Al regresar a su asiento, Lunita miró fijamente a Vania.
—Mamá, ¿estás enojada conmigo?
La niña sentía que su madre siempre había amado profundamente a su papá. Al haber dicho todo eso frente a tanta gente, temía haberla decepcionado. Si era así, se prometió no volver a hacerlo jamás. Ella adoraba a su mamá. La amaba con todo su corazón.
Vania le acarició suavemente el cabello.
—Si mi Lunita siente dolor porque alguien le robó a su papá, tiene derecho a decirle sus verdades a quien quiera. Mamá cree que hiciste lo correcto.
Sus ojos se oscurecieron por un instante antes de continuar.
—Oye, me dijiste que querías aprender a defenderte, ¿verdad? ¿Qué te parece si cuando lleguemos a casa empiezo a entrenarte?
Los ojos de Lunita brillaron con una emoción inmensa, olvidándose por completo del incidente con Hugo.
—¡Sí! Quiero aprender artes marciales para darle su merecido a los malos.
Se quedaron hasta que el evento terminó por completo y luego subieron al nuevo Rolls-Royce que Vania acababa de adquirir. Mientras caminaban hacia el estacionamiento, los murmullos las perseguían.
—Mira, creo que es Vania Zapata, la misma mujer que siempre anda buscando pleito con Cristina en internet. Qué espectáculo montó hoy. Como no puede retener al señor Yáñez, usa a su propia hija.
Al escuchar eso, Vania se detuvo en seco y giró sobre sus talones.

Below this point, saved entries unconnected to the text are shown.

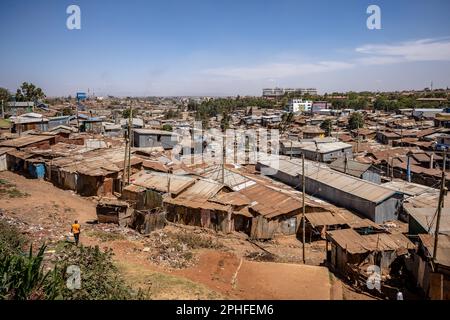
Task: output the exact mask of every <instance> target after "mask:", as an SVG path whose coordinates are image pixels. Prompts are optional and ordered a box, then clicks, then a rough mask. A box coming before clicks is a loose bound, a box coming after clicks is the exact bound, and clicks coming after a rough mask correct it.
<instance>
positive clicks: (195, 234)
mask: <svg viewBox="0 0 450 320" xmlns="http://www.w3.org/2000/svg"><path fill="white" fill-rule="evenodd" d="M146 245H147V246H146V247H145V248H144V250H143V251H144V252H150V257H149V259H150V260H151V261H152V262H154V263H156V264H160V265H163V266H166V267H170V268H174V269H182V268H187V267H189V266H192V265H194V264H195V262H196V259H195V255H194V252H193V250H195V249H223V248H224V246H223V245H222V244H221V243H219V242H217V240H215V239H213V238H212V237H209V236H204V235H199V234H195V233H192V232H178V233H172V232H165V231H164V230H158V231H155V232H153V233H151V234H150V236H149V238H148V242H147V243H146Z"/></svg>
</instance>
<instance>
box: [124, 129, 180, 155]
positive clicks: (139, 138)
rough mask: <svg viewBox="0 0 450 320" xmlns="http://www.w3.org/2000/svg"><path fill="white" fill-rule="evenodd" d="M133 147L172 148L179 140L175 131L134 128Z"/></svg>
mask: <svg viewBox="0 0 450 320" xmlns="http://www.w3.org/2000/svg"><path fill="white" fill-rule="evenodd" d="M133 132H134V133H133V134H134V140H133V141H134V147H137V148H150V147H163V148H164V149H165V150H168V149H173V148H174V147H175V146H176V145H177V144H178V141H179V138H178V137H179V136H178V135H177V134H176V133H173V132H170V131H164V130H153V129H134V130H133Z"/></svg>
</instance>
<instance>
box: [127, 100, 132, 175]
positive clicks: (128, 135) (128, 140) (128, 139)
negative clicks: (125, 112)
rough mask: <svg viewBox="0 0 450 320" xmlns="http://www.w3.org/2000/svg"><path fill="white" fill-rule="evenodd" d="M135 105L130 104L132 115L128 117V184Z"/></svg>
mask: <svg viewBox="0 0 450 320" xmlns="http://www.w3.org/2000/svg"><path fill="white" fill-rule="evenodd" d="M132 114H133V106H132V104H130V116H129V117H128V168H127V184H130V176H131V126H132V125H133V122H132V117H133V115H132Z"/></svg>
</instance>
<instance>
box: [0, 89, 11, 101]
mask: <svg viewBox="0 0 450 320" xmlns="http://www.w3.org/2000/svg"><path fill="white" fill-rule="evenodd" d="M10 98H11V95H10V94H9V91H8V89H5V88H0V101H2V100H3V103H6V102H7V101H9V99H10Z"/></svg>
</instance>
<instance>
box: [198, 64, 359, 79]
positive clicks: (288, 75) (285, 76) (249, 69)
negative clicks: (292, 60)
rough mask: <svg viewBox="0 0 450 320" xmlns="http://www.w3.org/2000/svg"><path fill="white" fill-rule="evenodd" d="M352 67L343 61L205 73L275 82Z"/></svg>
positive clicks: (236, 69)
mask: <svg viewBox="0 0 450 320" xmlns="http://www.w3.org/2000/svg"><path fill="white" fill-rule="evenodd" d="M352 67H353V64H352V63H348V62H341V61H320V62H317V63H267V64H260V65H257V66H252V67H229V68H227V67H222V68H212V69H207V70H204V72H203V73H205V74H207V75H213V76H220V77H230V78H235V79H240V80H257V79H259V80H261V79H265V80H270V81H275V79H281V78H289V77H295V76H305V75H309V74H314V73H323V72H332V71H336V70H343V69H349V68H352Z"/></svg>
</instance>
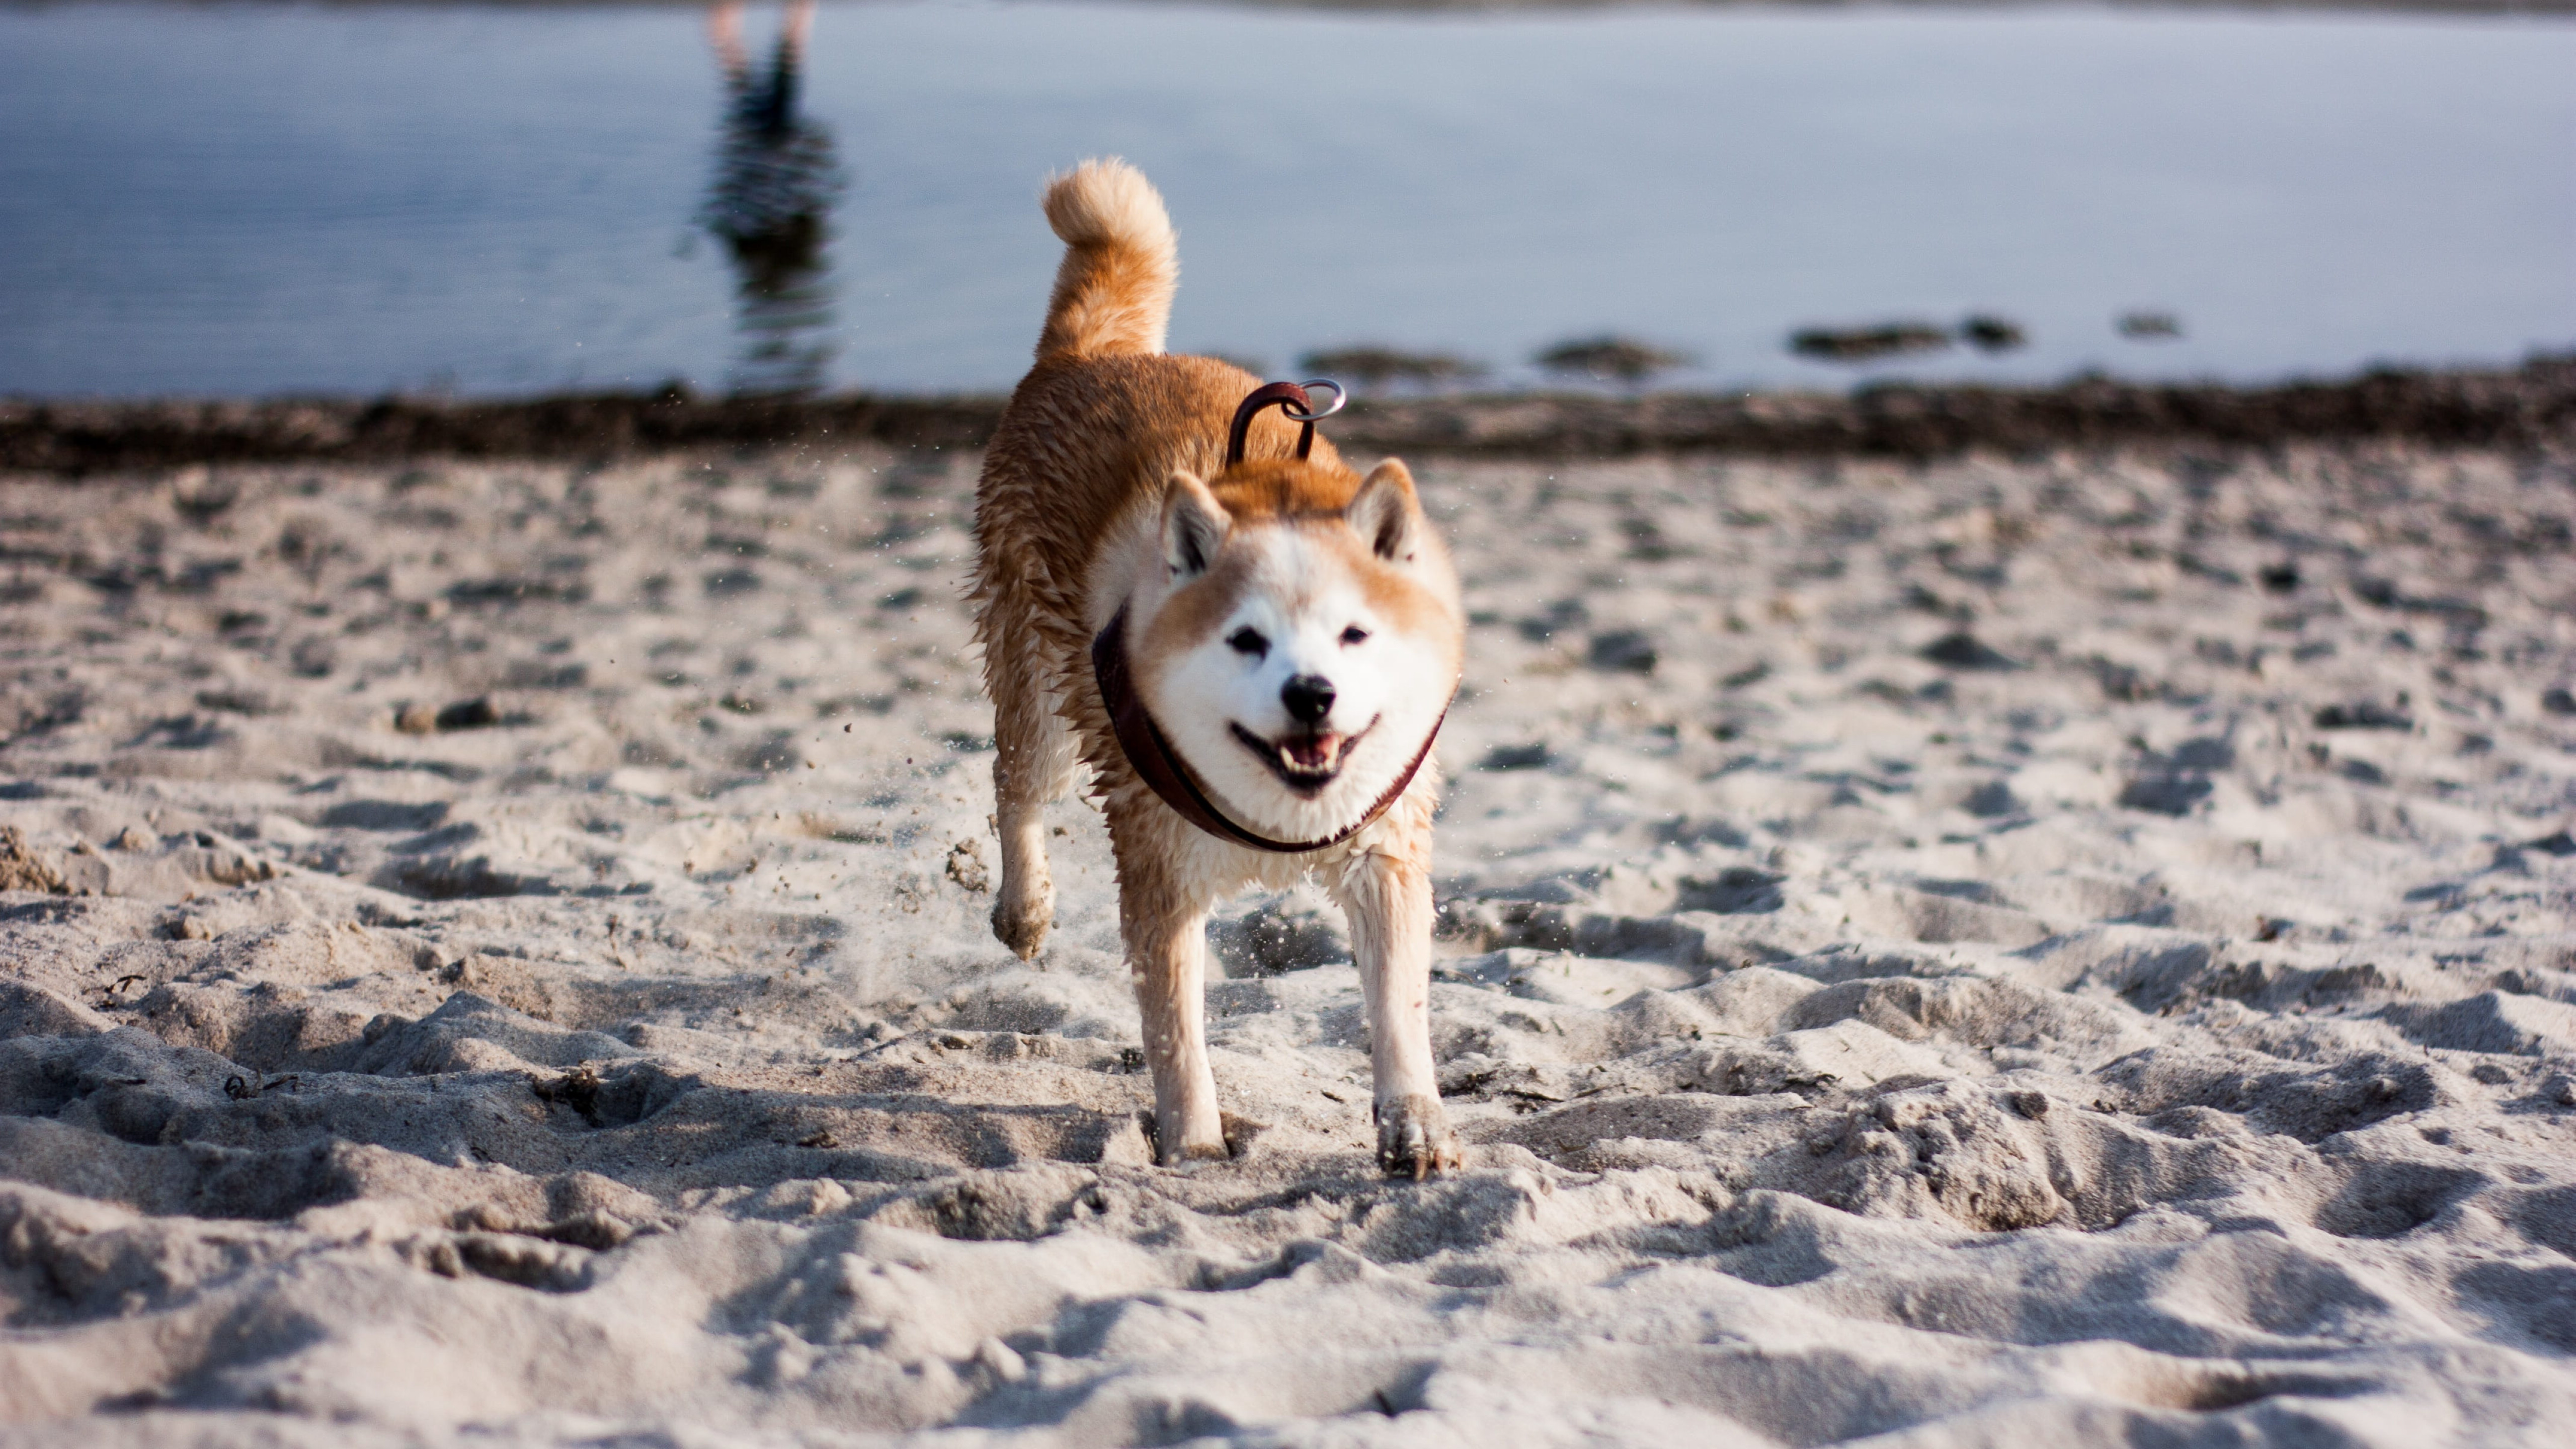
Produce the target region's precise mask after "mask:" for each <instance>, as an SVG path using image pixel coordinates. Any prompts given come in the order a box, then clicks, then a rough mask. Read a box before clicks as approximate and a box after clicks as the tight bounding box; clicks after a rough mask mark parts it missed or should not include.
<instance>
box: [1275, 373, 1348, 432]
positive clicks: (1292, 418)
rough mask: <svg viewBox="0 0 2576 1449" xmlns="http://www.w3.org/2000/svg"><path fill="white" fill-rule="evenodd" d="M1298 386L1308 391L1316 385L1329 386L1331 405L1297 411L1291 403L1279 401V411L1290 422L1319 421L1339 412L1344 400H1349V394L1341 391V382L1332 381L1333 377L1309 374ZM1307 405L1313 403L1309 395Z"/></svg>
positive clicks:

Las personas que venían detrás chismeando dieron un paso atrás, asustadas. Vania ya había tolerado suficiente. Lunita era la verdadera hija de Hugo Yáñez. ¿Con qué derecho esa gente alababa a Cristina y la pisoteaba a ella?
—A ver, ¿qué acaban de decir? Tengan el valor de repetirlo en mi cara.
Vania sacó su celular y encendió la grabadora de voz.